Using Kubernetes's new Bound Service Account Tokens for secure workload identity
Security is a first-class concern for Linkerd. It plays a critical role in enhancing the overall security of the system, and this is only possible if Linkerd itself is secure. We recently added support for Kubernetes’s new bound service account tokens to Linkerd. This is a big step forward for security. But why? In order to understand that, first we need to understand how Linkerd uses service accounts.
Linkerd provides mutual TLS (mTLS) to secure communication between workloads.
Central to any type of communication security is the notion of identity —as
discussed in the Kubernetes engineer’s guide to mTLS,
without identity you have no authenticity, and without authenticity you do not have
secure communication. All of Linkerd’s mTLS magic is possible because the
control plane (specifically the identity
component) issues a certificate that
the proxy uses to authenticate itself with other services.
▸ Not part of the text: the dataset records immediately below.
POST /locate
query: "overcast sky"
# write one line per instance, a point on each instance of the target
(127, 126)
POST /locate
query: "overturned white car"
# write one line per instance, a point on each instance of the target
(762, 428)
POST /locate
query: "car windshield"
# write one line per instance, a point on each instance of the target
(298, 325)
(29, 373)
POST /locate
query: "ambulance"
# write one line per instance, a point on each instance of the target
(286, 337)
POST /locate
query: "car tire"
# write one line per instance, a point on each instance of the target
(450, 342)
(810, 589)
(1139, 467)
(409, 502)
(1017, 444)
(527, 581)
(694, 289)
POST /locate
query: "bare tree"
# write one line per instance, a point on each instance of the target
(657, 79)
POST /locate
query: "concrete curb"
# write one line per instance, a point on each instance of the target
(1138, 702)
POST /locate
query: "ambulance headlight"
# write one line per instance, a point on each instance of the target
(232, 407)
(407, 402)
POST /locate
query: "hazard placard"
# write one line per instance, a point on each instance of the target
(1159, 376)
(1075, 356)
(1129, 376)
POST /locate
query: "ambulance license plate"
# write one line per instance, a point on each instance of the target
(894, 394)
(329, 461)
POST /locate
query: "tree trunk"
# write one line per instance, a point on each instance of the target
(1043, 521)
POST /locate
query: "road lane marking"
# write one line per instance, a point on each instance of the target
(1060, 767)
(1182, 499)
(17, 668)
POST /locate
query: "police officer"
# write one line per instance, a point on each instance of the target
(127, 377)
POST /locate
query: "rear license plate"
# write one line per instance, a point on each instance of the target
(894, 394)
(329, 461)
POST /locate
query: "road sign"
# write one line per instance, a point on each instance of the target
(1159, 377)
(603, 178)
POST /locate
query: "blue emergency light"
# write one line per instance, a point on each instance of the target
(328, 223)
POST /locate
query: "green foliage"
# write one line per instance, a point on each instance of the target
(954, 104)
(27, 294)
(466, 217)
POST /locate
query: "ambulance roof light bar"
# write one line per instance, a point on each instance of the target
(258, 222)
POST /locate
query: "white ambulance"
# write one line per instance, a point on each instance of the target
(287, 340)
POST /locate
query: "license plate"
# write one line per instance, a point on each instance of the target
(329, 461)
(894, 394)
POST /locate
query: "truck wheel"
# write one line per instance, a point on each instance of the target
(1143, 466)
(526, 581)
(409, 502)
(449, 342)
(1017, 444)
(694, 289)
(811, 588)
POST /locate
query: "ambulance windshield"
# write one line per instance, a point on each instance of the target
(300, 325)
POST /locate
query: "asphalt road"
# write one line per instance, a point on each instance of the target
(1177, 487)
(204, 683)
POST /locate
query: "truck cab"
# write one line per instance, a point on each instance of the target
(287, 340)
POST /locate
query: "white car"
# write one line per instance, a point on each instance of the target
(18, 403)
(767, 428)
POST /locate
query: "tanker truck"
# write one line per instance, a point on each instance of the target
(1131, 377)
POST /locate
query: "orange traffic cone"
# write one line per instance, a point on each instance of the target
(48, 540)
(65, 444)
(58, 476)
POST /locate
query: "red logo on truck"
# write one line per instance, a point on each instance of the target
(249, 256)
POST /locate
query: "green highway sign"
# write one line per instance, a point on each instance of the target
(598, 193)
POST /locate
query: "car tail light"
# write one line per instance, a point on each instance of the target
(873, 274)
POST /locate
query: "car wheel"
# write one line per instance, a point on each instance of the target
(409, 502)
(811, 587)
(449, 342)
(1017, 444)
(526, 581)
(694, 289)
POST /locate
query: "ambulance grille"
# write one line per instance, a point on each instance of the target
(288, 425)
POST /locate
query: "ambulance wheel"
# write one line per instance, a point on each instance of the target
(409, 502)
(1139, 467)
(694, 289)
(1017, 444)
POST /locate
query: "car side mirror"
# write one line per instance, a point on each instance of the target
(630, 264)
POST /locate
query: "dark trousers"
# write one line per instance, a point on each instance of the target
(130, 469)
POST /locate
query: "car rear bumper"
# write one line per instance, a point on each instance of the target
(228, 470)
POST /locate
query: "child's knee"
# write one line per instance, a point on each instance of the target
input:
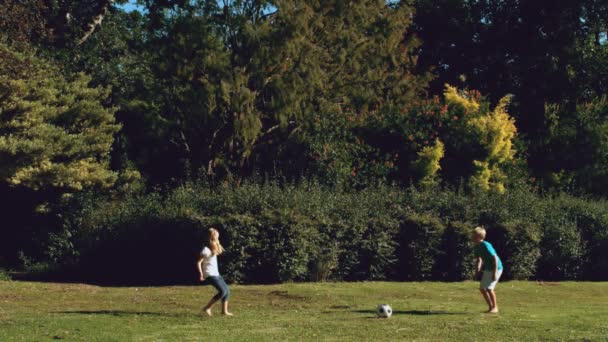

But what is the identity contained in this TLS certificate? And how does Linkerd’s identity component ensure it is issuing a certificate to a proxy in the cluster and not some intruder trying to communicate with other services in the cluster? How does the control plane ensure identities of the proxies itself? We’ll answer those questions in this blog post. Let’s dive in!
Kubernetes Service Accounts
This is not just a Linkerd problem. A lot of components or K8s controllers
would want to verify the identity of their clients (if they are running
in the cluster or not) before providing services for them. So, Kubernetes provides
service accounts that are attached to your pods by default, and can be used
by the application inside to prove its identity to other components that it is
part of the Kubernetes cluster. These are attached as a volume into your pod,
and are mounted into the container at the /var/run/secrets/kubernetes.io/serviceaccount
filepath. By default, Kubernetes attaches the default
service account of the pod
namespace.
spec:
containers:
...
volumeMounts:
- mountPath: /var/run/secrets/kubernetes.io/serviceaccount
name: kube-api-access-tsbwl
readOnly: true
...
volumes:
- name: kube-api-access-tsbwl
projected:
defaultMode: 420
sources:
- serviceAccountToken:
expirationSeconds: 3607
path: token
- configMap:
items:
- key: ca.crt
path: ca.crt
name: kube-root-ca.crt
- downwardAPI:
items:
- fieldRef:
apiVersion: v1
fieldPath: metadata.namespace
path: namespace
Service accounts are also popularly used with Kubernetes RBAC to grant access to
Kubernetes API Services to pods. This is done by attaching a ClusterRole
(with
necessary permissions) to a service account (by creating a ServiceAccount
object)
using a ClusterRoleBinding
. Then we can specify the same service account in the
serviceAccountName
of your workload. This would override the default service
account that is present per namespace. The default service account token
has no permissions to view, list or modify any resources in the cluster.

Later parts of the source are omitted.